しばらく待つことにした。その間に考えをまとめる。


あまりにも多くのことが起きすぎた。


頭が混乱してしまっている。


しかし、なんの意味があるんだ? ウルフの奴が俺を狙っているんだったら覚醒する前に殺せばいい。


何が目的なのかわからない。


ウルフの奴が動く時は、創造神ナサニエルの命令があるのか?



アリシアがやっと落ち着いてくれた。


今は王族も部屋から退出してもらっているからメンバーだけだ。


アリシアの目が腫れて赤いので魔法で治療した。


俺の頭は、まだ混乱している。


どう話していいのかわからない。


今まであったことを整理してみると両親がいつの間にかいなくなったんじゃなくて連れ去られていて殺されていたと言う事。

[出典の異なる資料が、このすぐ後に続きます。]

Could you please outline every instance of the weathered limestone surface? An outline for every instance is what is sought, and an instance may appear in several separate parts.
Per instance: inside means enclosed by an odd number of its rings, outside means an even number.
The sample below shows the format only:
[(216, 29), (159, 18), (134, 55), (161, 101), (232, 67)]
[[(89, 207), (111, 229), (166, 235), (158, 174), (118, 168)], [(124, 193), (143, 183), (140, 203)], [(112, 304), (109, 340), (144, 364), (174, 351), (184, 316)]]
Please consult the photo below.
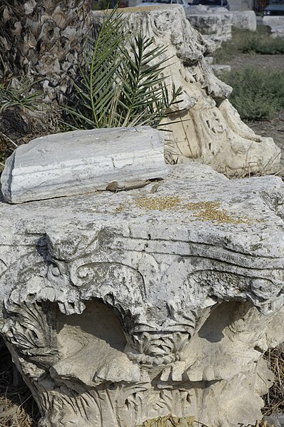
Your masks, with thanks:
[(284, 341), (283, 184), (198, 163), (164, 181), (0, 203), (0, 330), (45, 427), (261, 417)]
[[(133, 9), (123, 13), (133, 34), (168, 47), (166, 73), (169, 90), (181, 86), (183, 101), (165, 120), (166, 158), (170, 163), (191, 160), (211, 165), (228, 176), (272, 173), (279, 170), (280, 150), (272, 138), (262, 138), (245, 125), (228, 98), (231, 88), (215, 77), (206, 62), (214, 45), (191, 26), (181, 6)], [(95, 22), (101, 14), (94, 13)], [(181, 113), (176, 110), (183, 109)]]
[(23, 203), (138, 185), (168, 173), (161, 134), (150, 128), (50, 135), (20, 145), (1, 178), (6, 201)]
[(263, 22), (270, 29), (273, 37), (284, 36), (284, 16), (263, 16)]
[(186, 17), (192, 26), (206, 40), (214, 41), (216, 47), (232, 38), (232, 14), (225, 8), (192, 6), (186, 11)]
[(243, 30), (256, 31), (256, 15), (254, 11), (231, 11), (232, 26)]

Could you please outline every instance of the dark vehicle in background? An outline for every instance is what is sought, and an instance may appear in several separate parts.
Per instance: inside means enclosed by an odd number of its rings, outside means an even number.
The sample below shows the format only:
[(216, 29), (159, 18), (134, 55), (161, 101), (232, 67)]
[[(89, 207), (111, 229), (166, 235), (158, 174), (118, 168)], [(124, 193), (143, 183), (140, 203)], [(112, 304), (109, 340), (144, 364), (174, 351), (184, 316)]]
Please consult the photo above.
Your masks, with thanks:
[(284, 0), (272, 0), (263, 10), (263, 16), (284, 16)]
[(203, 4), (203, 6), (209, 6), (211, 7), (225, 7), (229, 10), (229, 4), (228, 0), (193, 0), (193, 6)]

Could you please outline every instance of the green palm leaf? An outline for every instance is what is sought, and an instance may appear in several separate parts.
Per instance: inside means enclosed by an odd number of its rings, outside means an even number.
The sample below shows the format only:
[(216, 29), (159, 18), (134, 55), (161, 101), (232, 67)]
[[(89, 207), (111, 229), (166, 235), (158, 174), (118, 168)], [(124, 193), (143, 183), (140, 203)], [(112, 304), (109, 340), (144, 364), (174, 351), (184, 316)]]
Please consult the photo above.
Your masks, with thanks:
[(158, 125), (182, 93), (181, 88), (168, 93), (166, 51), (141, 34), (131, 38), (123, 14), (106, 11), (73, 82), (66, 108), (71, 128)]

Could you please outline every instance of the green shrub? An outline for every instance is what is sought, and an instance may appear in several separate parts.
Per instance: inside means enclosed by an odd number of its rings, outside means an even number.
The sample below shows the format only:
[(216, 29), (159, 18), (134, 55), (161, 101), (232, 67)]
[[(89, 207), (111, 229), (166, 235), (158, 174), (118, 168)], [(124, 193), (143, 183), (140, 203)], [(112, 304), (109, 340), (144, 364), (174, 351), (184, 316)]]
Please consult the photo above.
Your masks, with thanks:
[(284, 108), (284, 72), (245, 68), (223, 74), (230, 101), (243, 119), (270, 120)]
[(232, 39), (222, 43), (215, 53), (217, 63), (228, 61), (238, 53), (275, 55), (284, 53), (284, 37), (270, 37), (266, 27), (256, 31), (233, 29)]

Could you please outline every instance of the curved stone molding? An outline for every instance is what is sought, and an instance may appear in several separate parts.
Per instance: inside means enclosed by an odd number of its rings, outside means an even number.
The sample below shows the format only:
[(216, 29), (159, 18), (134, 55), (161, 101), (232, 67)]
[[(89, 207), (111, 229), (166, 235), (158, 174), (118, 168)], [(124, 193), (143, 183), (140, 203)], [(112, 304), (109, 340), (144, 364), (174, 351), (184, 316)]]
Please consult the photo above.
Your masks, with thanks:
[(261, 416), (284, 341), (282, 181), (164, 181), (0, 203), (1, 333), (41, 427)]
[[(137, 10), (137, 11), (136, 11)], [(133, 34), (142, 31), (157, 46), (168, 46), (165, 73), (168, 89), (181, 86), (183, 101), (165, 120), (166, 159), (169, 163), (197, 160), (230, 177), (274, 173), (279, 170), (280, 149), (272, 138), (257, 135), (243, 123), (228, 101), (232, 88), (218, 80), (204, 58), (214, 43), (195, 30), (183, 8), (131, 8), (126, 22)], [(94, 12), (95, 23), (101, 12)], [(183, 110), (176, 112), (176, 108)]]

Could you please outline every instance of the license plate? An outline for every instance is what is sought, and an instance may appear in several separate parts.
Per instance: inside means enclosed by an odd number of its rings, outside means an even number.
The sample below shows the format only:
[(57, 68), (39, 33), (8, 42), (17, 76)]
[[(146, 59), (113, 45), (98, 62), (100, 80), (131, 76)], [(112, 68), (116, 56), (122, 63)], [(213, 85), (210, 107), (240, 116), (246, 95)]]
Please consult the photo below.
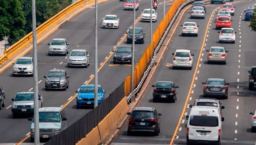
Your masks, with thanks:
[(48, 136), (48, 135), (43, 135), (43, 138), (49, 138), (49, 136)]
[(206, 132), (201, 132), (201, 135), (206, 135)]

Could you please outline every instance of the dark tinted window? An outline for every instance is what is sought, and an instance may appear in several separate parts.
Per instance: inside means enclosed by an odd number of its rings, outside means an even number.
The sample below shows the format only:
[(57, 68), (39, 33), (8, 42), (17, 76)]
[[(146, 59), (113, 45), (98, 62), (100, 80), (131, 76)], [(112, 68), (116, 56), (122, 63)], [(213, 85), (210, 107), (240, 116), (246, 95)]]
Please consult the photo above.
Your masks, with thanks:
[(191, 116), (189, 125), (198, 127), (218, 127), (218, 120), (216, 116)]

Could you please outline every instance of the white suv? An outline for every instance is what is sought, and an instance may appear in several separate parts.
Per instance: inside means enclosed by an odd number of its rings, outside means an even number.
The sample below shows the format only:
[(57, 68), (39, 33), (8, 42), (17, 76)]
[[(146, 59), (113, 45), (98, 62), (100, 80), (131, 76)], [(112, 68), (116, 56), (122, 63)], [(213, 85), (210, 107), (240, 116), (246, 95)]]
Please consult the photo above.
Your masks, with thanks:
[(218, 32), (219, 33), (219, 43), (222, 42), (231, 42), (235, 44), (236, 40), (236, 32), (234, 31), (233, 28), (223, 28), (220, 31)]
[(187, 49), (177, 49), (175, 53), (173, 53), (173, 69), (175, 69), (177, 67), (187, 67), (190, 69), (193, 66), (193, 56), (190, 50)]

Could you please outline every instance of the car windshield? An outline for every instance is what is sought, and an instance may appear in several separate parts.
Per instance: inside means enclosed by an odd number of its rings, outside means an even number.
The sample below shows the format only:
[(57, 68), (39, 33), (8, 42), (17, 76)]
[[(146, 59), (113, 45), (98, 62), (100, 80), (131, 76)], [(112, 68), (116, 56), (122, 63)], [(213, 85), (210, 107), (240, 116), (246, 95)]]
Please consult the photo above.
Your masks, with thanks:
[(218, 126), (217, 116), (191, 116), (189, 124), (198, 127), (215, 127)]
[(49, 72), (47, 75), (48, 77), (65, 77), (64, 72)]
[(30, 65), (32, 64), (32, 60), (30, 59), (18, 58), (16, 61), (16, 64)]
[(231, 29), (224, 29), (221, 31), (221, 32), (223, 33), (230, 33), (231, 34), (233, 33), (233, 30)]
[[(144, 10), (144, 11), (143, 11), (143, 14), (150, 14), (150, 10)], [(154, 11), (152, 11), (152, 14), (154, 14)]]
[[(132, 34), (132, 32), (133, 32), (133, 29), (132, 28), (131, 28), (129, 30), (129, 33)], [(136, 29), (135, 28), (135, 34), (143, 34), (143, 33), (142, 32), (142, 30), (140, 29)]]
[(53, 40), (51, 45), (65, 45), (65, 41), (62, 40)]
[[(101, 88), (98, 87), (98, 93), (101, 93), (102, 90)], [(82, 87), (80, 88), (79, 91), (79, 93), (94, 93), (94, 87)]]
[(17, 94), (14, 101), (34, 100), (34, 94)]
[(203, 8), (201, 7), (193, 7), (192, 10), (203, 10)]
[(169, 83), (158, 83), (156, 84), (156, 87), (172, 88), (173, 85)]
[(214, 102), (197, 102), (197, 106), (213, 106), (218, 107), (218, 104)]
[(207, 84), (215, 85), (224, 85), (224, 81), (222, 80), (209, 80), (207, 82)]
[(39, 122), (60, 122), (60, 114), (58, 112), (39, 112)]
[(212, 52), (224, 52), (224, 49), (218, 48), (211, 48), (210, 51)]
[(131, 116), (131, 118), (154, 118), (154, 114), (152, 112), (146, 111), (134, 111)]
[(70, 56), (85, 56), (85, 52), (72, 51), (71, 53), (70, 53)]
[(185, 52), (177, 52), (175, 54), (175, 56), (181, 57), (189, 57), (189, 53)]
[(218, 18), (218, 21), (228, 21), (229, 20), (229, 18)]
[(118, 53), (129, 53), (132, 52), (131, 47), (117, 47), (116, 50), (116, 52)]
[(225, 5), (222, 6), (222, 7), (232, 8), (233, 7), (232, 5)]
[(117, 17), (114, 16), (106, 16), (105, 17), (106, 20), (117, 20)]
[(184, 26), (196, 26), (196, 24), (195, 23), (185, 23), (184, 24)]

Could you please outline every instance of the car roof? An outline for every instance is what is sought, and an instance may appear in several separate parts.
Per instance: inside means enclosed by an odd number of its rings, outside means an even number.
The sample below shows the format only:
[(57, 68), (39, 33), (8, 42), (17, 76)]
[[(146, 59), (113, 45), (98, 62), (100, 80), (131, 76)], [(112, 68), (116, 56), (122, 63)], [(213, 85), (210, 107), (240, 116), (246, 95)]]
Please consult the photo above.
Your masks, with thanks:
[(152, 107), (136, 107), (133, 109), (133, 111), (153, 111), (154, 109)]
[(175, 52), (190, 52), (190, 50), (188, 49), (177, 49)]
[(54, 112), (61, 111), (62, 108), (58, 107), (41, 107), (39, 109), (39, 112)]

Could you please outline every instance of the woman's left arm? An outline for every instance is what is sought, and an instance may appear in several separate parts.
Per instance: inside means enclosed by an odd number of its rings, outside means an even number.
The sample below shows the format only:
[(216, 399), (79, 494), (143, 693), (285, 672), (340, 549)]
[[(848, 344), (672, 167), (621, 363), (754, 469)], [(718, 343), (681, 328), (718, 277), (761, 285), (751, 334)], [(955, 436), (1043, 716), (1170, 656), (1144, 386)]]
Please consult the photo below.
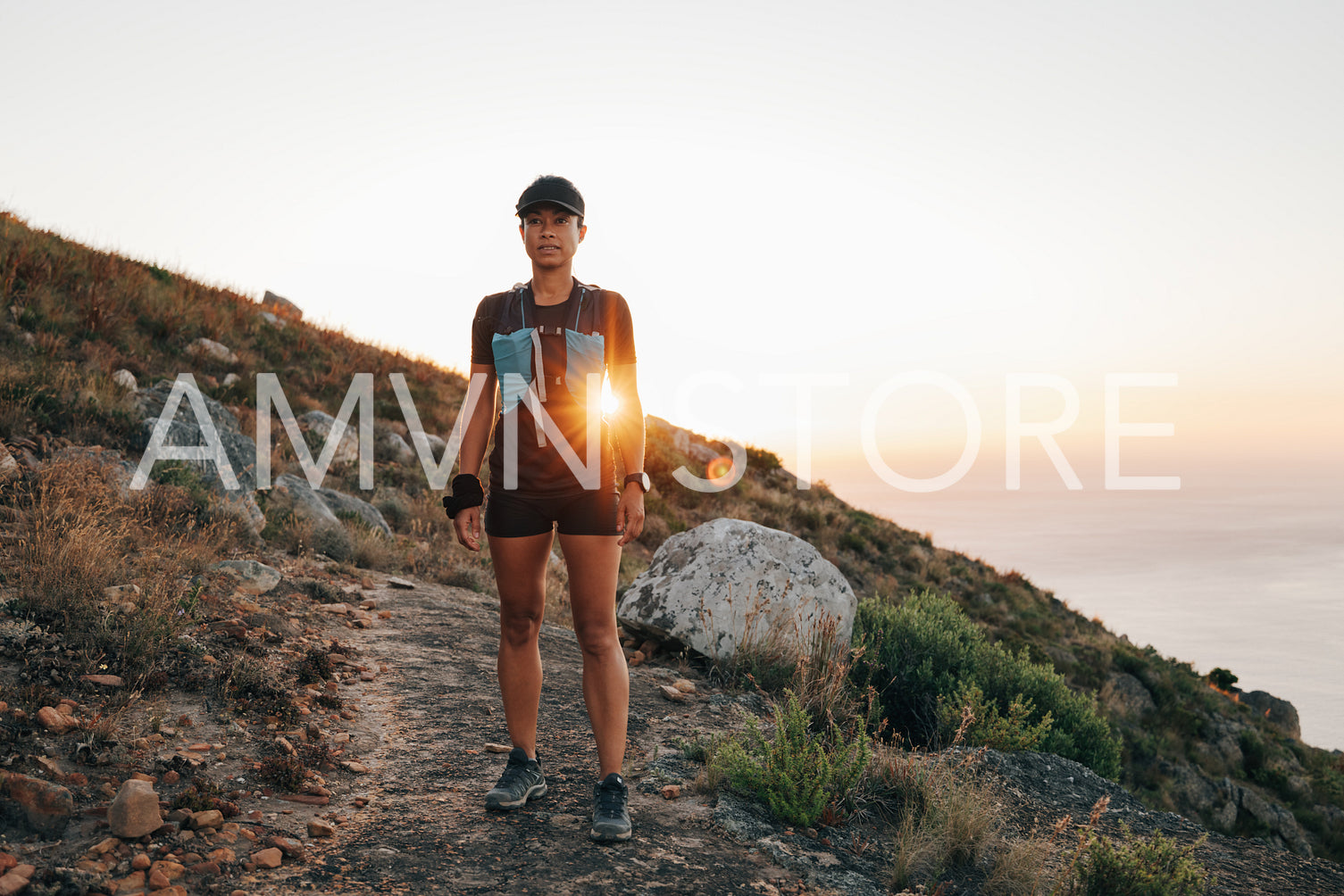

そしてガルシア帝国がルーファス王国に攻め込んできた時にもウルフが関係していた可能性がうかがえる。


俺が1番、ショックを受けているのは、俺を置いて出て行ったと思っていた両親が、夜中にウルフによって拉致されていて殺されていたと言う事。


あの時は突然いなくなって恨んだこともあったけど、心のどこかで生きてくれていればなと思っていたが、真実は残酷だ。